Politicians and officials who participated in the 2009 G20 summit had their phone and computer activity monitored by the British government, which was hosting the event, according to The Guardian newspaper.

The revelation is the latest disclosure from Edward Snowden, a former government contractor, who earlier this month shared classified information detailing the U.S. National Security Agency's monitoring of phone and Internet data.

The report comes ahead of the G8 summit in Northern Ireland, where talks over Syria and a U.S.-European Union trade accord threaten to be overshadowed by the growing controversy over secret surveillance. 

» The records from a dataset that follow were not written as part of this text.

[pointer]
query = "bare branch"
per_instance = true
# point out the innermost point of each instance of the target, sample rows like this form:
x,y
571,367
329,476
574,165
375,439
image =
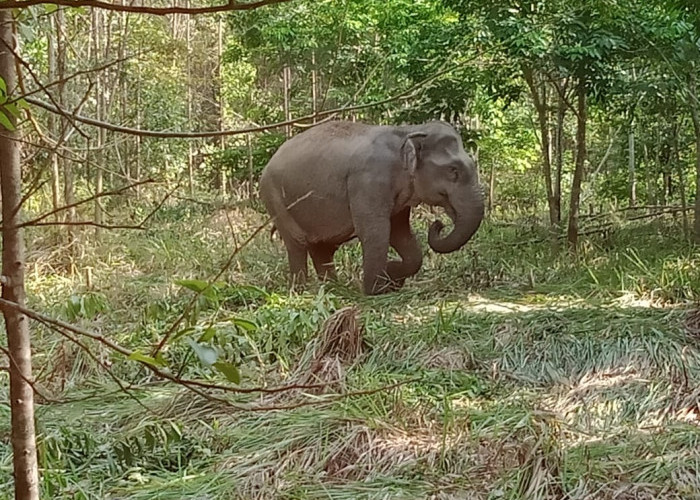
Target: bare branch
x,y
56,323
86,200
231,5
97,360
405,95
225,267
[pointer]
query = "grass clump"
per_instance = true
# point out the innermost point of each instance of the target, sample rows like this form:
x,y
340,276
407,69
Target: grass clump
x,y
526,373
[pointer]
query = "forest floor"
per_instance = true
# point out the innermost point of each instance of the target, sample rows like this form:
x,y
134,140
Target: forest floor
x,y
524,373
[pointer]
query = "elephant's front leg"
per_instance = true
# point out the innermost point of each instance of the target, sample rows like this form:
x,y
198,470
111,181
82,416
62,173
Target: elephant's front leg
x,y
405,243
371,219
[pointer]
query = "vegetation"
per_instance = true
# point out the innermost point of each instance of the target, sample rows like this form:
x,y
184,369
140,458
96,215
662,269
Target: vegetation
x,y
555,356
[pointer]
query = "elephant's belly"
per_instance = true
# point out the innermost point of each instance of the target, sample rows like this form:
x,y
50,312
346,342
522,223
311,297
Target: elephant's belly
x,y
324,222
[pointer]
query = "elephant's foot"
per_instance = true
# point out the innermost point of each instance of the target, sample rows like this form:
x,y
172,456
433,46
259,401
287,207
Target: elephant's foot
x,y
385,284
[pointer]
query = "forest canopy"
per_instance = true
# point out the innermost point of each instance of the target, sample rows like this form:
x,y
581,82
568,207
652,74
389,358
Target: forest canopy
x,y
133,139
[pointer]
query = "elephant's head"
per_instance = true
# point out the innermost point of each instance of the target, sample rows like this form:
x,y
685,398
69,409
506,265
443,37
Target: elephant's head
x,y
445,175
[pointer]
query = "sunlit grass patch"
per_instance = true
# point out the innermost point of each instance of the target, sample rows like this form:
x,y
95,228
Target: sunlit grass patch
x,y
524,372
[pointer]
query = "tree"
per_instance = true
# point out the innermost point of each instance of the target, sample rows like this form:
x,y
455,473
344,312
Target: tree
x,y
19,354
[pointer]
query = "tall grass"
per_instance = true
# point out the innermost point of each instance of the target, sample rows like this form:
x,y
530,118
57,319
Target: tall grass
x,y
537,374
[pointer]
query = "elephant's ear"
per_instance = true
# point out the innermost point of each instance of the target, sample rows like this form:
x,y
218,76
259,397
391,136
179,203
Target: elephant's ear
x,y
411,151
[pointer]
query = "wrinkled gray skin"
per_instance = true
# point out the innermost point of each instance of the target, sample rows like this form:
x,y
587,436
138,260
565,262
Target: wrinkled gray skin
x,y
341,180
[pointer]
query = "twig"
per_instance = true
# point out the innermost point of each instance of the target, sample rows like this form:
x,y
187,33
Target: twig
x,y
30,383
406,94
87,350
230,5
225,267
86,200
190,384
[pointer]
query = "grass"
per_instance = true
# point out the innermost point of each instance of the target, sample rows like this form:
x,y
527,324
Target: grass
x,y
537,374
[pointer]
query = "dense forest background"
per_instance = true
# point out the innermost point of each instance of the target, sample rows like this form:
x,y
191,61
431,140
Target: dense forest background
x,y
535,363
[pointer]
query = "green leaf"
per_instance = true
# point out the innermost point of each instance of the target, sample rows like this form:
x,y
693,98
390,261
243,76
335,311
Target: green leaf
x,y
245,324
195,285
13,109
5,122
229,371
207,355
182,333
137,356
208,334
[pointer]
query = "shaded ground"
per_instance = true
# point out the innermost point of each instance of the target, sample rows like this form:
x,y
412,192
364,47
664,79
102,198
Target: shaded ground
x,y
536,376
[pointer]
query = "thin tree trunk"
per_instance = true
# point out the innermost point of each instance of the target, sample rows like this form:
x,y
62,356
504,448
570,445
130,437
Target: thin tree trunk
x,y
222,139
695,114
97,34
54,126
492,188
68,176
190,153
572,231
137,175
251,190
314,86
631,166
676,160
559,160
287,83
25,467
540,102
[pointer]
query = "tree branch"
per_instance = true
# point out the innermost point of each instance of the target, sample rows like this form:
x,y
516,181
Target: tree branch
x,y
86,200
406,94
56,323
231,5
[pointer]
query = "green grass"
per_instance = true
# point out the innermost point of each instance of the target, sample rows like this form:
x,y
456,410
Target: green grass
x,y
536,374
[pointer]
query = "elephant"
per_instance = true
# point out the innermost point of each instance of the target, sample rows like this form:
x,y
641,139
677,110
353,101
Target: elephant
x,y
342,180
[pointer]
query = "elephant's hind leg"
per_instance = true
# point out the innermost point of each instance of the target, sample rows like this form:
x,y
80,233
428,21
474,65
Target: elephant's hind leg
x,y
322,257
298,257
405,243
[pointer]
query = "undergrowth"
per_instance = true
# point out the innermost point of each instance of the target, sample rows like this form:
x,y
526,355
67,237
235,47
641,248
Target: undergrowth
x,y
534,373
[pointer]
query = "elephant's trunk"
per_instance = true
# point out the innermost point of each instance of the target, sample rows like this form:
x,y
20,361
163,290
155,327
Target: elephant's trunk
x,y
466,216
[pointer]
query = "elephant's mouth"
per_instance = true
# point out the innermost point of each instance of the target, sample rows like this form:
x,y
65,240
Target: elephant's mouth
x,y
466,219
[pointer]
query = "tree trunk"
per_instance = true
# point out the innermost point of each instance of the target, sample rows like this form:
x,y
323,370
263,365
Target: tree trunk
x,y
220,87
314,86
559,160
190,97
572,232
676,161
695,114
538,90
68,175
54,125
137,174
287,83
632,172
96,35
492,188
251,189
26,473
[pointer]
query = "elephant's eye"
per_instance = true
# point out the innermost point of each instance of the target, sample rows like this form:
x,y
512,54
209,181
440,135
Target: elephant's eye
x,y
454,173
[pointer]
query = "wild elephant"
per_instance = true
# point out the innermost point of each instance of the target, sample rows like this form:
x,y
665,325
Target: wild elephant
x,y
341,180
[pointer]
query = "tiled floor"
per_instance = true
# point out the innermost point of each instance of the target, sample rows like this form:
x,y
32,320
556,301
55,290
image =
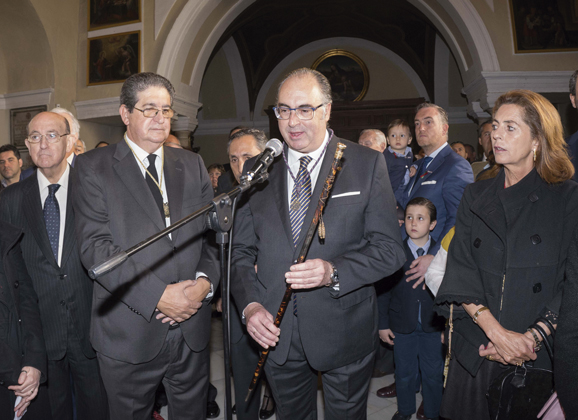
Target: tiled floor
x,y
377,408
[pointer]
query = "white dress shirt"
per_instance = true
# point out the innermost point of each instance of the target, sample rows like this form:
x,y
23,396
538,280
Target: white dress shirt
x,y
61,197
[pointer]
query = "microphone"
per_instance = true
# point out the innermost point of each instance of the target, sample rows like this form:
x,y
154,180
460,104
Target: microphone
x,y
273,148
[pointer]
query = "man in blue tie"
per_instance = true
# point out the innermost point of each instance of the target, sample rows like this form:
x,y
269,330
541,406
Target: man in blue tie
x,y
41,206
441,177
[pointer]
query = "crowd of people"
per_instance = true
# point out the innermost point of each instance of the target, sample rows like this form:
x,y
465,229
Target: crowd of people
x,y
446,270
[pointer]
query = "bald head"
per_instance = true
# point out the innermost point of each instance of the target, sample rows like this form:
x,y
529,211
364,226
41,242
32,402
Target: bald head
x,y
172,141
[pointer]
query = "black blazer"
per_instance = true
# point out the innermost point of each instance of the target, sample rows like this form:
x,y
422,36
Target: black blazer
x,y
362,241
116,210
64,290
399,306
21,338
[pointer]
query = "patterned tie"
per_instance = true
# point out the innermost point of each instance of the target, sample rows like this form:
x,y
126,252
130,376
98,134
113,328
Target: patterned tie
x,y
152,185
302,193
52,218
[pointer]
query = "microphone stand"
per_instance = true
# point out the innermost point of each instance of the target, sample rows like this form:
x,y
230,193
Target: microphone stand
x,y
219,217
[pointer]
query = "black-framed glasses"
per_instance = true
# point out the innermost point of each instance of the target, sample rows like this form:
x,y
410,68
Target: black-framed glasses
x,y
153,112
51,137
303,113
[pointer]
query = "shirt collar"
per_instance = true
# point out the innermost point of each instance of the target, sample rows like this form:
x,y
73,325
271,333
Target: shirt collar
x,y
404,154
413,247
43,182
140,153
437,151
294,156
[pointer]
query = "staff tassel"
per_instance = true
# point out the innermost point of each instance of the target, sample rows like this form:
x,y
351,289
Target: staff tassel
x,y
335,167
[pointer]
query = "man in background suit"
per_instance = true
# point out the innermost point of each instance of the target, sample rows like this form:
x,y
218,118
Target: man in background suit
x,y
150,319
41,206
441,177
331,324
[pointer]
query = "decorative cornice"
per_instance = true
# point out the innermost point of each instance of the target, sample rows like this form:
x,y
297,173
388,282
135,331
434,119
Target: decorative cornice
x,y
26,99
97,108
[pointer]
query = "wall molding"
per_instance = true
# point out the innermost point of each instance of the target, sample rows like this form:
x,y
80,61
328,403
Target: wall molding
x,y
27,98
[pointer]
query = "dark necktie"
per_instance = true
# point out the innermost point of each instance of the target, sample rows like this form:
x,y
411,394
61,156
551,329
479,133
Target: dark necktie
x,y
302,195
52,218
152,169
421,171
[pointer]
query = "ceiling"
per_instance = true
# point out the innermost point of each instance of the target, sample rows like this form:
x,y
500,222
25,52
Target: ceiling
x,y
268,31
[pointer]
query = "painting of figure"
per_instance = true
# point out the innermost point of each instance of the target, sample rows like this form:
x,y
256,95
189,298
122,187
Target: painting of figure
x,y
113,58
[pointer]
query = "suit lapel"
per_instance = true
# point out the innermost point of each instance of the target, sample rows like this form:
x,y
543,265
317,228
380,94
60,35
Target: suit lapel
x,y
130,174
69,237
174,180
278,181
32,209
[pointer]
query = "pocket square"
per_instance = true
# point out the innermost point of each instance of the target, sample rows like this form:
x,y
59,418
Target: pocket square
x,y
346,194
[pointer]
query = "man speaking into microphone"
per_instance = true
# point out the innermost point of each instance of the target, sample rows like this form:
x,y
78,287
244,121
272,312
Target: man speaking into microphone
x,y
331,322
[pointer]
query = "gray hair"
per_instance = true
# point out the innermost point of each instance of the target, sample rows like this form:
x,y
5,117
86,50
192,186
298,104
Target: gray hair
x,y
442,112
380,137
258,135
321,80
140,82
75,127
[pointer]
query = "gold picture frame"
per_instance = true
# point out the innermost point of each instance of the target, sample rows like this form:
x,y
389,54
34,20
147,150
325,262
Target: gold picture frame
x,y
113,58
106,14
346,72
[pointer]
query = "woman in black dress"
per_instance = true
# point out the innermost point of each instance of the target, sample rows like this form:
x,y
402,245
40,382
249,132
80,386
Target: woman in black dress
x,y
506,262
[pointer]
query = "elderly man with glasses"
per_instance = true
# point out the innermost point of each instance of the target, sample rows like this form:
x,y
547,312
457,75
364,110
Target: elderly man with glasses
x,y
331,323
41,205
151,315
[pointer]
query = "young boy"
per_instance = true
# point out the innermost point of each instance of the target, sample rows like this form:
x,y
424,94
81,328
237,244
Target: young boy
x,y
398,155
407,321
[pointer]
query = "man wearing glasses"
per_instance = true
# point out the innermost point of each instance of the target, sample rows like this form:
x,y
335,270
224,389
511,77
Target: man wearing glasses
x,y
331,323
150,316
41,205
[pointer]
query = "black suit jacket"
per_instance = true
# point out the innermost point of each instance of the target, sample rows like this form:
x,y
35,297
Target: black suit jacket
x,y
399,307
64,290
363,241
116,210
21,338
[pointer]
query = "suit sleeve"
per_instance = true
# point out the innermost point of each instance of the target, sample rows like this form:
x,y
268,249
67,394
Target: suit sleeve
x,y
97,244
382,253
458,178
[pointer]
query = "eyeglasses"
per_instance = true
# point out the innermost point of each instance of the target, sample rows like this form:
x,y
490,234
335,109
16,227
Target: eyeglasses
x,y
303,113
51,137
153,112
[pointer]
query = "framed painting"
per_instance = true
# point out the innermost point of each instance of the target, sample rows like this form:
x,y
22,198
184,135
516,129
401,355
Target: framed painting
x,y
544,25
346,72
19,119
113,58
107,13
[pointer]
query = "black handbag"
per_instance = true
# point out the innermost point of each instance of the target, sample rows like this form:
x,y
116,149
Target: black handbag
x,y
520,392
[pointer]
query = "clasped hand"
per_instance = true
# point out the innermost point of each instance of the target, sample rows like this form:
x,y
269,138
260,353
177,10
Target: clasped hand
x,y
182,300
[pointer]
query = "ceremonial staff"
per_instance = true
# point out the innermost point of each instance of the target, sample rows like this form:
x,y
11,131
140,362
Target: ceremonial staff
x,y
302,254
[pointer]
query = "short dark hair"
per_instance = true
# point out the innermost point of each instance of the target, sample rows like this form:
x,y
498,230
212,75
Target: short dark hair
x,y
421,201
10,148
573,83
216,166
140,82
260,137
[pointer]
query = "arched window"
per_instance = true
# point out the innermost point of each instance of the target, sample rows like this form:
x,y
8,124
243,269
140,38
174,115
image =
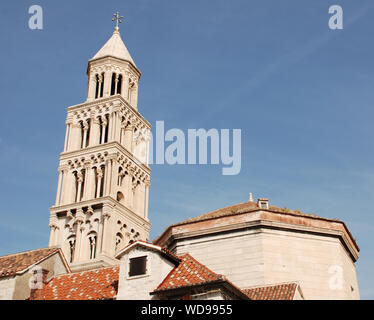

According to The Guardian, during the 2009 meeting of the Group of Twenty Finance Ministers and Central Bank Governors in London, the computer and phone activity of foreign officials was monitored by the Government Communications Headquarters (GCHQ), the British counterpart to the National Security Agency.

In some cases the foreign officials were encouraged to use fake Internet cafes set up so that their correspondence could be secretly monitored. 

The GCHQ also monitored the phone calls and emails from delegates’ BlackBerrys. Forty-five analysts were tasked with providing a "live round-the-clock summary" of the monitored communications, The Guardian reported. 

The secret monitoring was meant to give British officials an advantage in the G20 meetings, and the documents suggest the surveillance may have been sanctioned by then-Prime Minister Gordon Brown. 

The documents leaked by Snowden suggest the NSA also attempted to secretly monitor then-Russian President Dmitry Medvedev's phone calls to Moscow.